In other testimony, Christopher Story of London, editor and publisher of International Currency Review, said Saudi Arabia reimburses the Treasury for the salaries of about 30 employes despite a law that appears to require that they be paid "from appropriations." The Treasury did not respond to a request for comment.

Story said the Washington work of the U.S.-Saudi Joint Commission on Economic Cooperation, set up in 1974 by then secretary of state Henry A. Kissinger and Prince Fahd to help the Saudis invest their oil revenues, is done by the Treasury's Office of Saudi Arabia Affairs. In Riyadh, he said, the work is done by the office of the U.S. representative.

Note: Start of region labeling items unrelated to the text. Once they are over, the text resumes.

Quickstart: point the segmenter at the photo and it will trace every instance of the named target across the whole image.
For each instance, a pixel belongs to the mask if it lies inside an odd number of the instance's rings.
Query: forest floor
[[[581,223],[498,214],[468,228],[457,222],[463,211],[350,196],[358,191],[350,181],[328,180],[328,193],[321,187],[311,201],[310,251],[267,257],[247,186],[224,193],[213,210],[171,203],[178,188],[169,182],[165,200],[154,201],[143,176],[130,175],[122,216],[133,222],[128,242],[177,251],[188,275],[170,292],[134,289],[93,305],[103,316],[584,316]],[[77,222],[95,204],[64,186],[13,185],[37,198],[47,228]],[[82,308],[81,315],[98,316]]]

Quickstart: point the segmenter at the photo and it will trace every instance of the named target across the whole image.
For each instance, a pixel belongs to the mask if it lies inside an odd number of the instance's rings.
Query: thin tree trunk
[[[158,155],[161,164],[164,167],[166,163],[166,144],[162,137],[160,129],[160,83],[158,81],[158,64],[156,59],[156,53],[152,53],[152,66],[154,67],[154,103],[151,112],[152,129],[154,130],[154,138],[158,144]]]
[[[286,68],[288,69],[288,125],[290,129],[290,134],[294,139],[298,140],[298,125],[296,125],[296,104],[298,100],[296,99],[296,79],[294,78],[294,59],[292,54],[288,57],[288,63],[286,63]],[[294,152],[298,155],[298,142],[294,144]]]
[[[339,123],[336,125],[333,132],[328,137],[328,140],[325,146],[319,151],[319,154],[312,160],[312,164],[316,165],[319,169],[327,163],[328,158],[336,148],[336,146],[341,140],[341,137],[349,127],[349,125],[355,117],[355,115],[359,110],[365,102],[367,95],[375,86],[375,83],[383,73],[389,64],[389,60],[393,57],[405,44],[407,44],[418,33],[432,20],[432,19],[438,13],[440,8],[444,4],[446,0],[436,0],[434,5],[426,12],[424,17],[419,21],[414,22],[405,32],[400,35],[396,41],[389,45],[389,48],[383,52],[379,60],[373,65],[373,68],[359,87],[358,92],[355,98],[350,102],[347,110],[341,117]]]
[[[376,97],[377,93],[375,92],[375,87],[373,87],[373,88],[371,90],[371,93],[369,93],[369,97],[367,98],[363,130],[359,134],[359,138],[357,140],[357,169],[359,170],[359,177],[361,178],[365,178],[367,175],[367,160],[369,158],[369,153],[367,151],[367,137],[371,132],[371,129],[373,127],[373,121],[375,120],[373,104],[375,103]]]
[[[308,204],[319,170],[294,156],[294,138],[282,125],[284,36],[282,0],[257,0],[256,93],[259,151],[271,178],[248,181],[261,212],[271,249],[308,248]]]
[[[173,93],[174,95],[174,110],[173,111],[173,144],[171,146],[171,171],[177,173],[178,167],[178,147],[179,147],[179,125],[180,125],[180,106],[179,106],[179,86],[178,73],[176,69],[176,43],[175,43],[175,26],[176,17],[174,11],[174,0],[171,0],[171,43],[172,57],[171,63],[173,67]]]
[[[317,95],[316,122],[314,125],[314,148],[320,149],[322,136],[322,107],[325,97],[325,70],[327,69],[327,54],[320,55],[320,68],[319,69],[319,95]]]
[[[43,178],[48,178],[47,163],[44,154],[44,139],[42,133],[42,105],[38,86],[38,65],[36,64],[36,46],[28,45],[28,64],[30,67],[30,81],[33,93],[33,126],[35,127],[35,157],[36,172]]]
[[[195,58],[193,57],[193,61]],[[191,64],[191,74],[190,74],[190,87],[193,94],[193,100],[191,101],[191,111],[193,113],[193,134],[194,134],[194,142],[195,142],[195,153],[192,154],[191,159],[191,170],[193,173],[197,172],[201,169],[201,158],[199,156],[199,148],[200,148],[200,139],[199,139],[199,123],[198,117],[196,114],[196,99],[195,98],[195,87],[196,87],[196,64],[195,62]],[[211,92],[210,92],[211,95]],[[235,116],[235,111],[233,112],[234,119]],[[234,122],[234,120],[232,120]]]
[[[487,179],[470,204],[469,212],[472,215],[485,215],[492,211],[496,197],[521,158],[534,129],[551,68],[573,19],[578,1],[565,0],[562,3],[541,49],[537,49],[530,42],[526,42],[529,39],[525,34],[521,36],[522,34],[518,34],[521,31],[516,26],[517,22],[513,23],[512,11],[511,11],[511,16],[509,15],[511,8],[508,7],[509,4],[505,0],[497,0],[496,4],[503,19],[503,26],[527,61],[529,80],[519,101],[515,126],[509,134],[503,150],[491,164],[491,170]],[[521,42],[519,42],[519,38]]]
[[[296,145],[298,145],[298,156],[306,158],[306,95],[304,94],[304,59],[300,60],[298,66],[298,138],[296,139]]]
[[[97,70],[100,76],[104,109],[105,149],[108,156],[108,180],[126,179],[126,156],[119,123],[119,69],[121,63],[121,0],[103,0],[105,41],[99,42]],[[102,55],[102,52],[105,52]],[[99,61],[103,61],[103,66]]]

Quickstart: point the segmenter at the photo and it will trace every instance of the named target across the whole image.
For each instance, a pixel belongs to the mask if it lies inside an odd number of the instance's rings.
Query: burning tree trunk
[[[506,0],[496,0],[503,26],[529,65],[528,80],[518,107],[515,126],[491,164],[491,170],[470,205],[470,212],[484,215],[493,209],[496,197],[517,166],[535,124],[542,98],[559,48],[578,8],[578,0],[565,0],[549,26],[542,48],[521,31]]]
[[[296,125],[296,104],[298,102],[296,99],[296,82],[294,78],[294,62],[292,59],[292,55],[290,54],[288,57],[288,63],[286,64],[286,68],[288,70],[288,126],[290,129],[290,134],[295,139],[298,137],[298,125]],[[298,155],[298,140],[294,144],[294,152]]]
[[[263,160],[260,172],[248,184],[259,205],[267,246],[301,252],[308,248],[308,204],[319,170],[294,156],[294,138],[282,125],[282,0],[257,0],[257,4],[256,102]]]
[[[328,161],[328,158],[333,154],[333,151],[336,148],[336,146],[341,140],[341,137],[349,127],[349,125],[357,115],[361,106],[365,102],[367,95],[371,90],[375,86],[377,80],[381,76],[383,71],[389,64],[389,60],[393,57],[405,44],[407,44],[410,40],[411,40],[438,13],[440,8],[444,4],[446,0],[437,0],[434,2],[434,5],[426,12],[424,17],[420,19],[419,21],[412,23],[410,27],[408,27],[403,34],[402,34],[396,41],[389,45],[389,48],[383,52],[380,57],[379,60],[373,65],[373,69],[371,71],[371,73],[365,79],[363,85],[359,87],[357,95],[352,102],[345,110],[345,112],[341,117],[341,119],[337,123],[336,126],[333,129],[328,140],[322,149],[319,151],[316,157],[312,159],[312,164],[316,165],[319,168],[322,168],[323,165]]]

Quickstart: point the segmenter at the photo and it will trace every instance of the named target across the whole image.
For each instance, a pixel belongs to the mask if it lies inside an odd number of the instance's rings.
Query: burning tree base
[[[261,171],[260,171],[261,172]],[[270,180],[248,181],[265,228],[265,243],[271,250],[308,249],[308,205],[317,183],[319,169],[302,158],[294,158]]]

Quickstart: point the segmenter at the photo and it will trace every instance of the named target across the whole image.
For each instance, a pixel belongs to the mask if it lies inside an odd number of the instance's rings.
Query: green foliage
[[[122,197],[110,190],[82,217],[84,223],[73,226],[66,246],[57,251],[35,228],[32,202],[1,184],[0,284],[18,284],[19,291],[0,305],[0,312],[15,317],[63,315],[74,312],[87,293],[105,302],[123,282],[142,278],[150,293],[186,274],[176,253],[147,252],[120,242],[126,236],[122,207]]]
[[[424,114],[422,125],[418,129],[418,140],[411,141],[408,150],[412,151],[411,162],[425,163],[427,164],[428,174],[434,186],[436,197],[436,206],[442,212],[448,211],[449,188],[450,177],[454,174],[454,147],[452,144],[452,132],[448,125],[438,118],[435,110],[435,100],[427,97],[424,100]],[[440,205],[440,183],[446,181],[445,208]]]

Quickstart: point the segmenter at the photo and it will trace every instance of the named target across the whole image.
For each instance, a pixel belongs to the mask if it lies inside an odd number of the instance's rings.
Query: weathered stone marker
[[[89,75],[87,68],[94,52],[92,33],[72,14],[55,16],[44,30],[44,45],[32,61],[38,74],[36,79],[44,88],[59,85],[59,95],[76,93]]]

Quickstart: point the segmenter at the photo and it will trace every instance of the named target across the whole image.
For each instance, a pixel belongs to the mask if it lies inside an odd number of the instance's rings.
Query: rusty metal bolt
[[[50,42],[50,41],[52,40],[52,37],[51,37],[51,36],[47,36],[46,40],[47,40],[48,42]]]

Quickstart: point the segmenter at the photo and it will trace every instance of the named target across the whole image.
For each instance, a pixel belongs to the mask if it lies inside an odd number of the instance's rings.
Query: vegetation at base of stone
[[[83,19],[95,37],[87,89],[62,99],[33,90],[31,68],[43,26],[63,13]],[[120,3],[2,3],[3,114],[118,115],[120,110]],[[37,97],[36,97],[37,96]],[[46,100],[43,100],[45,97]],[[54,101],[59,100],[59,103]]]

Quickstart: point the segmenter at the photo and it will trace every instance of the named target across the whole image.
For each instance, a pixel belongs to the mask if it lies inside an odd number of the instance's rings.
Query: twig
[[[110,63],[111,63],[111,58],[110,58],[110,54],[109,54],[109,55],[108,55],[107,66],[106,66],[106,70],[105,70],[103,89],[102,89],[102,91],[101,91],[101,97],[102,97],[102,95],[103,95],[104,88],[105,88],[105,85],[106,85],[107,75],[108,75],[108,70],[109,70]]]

Under a 1975 agreement, Story continued, the two offices' expenses are met by a trust fund established by Saudi Arabia and held by Treasury. As of last May 31, the fund had paid out $434 million and had $168 million on deposit.

In a 74-page statement, Story estimated, on the basis of Department of Energy oil price projections, that Saudia Arabia's earnings from oil exports in 1981-1989 will total $1.69 trillion, compared with $369.9 billion between 1955 and 1980.

He also cited a secret 1978 CIA memo as a basis for asserting that, in the event of a financial crisis, the United States "stands ready to freeze" Saudi holdings.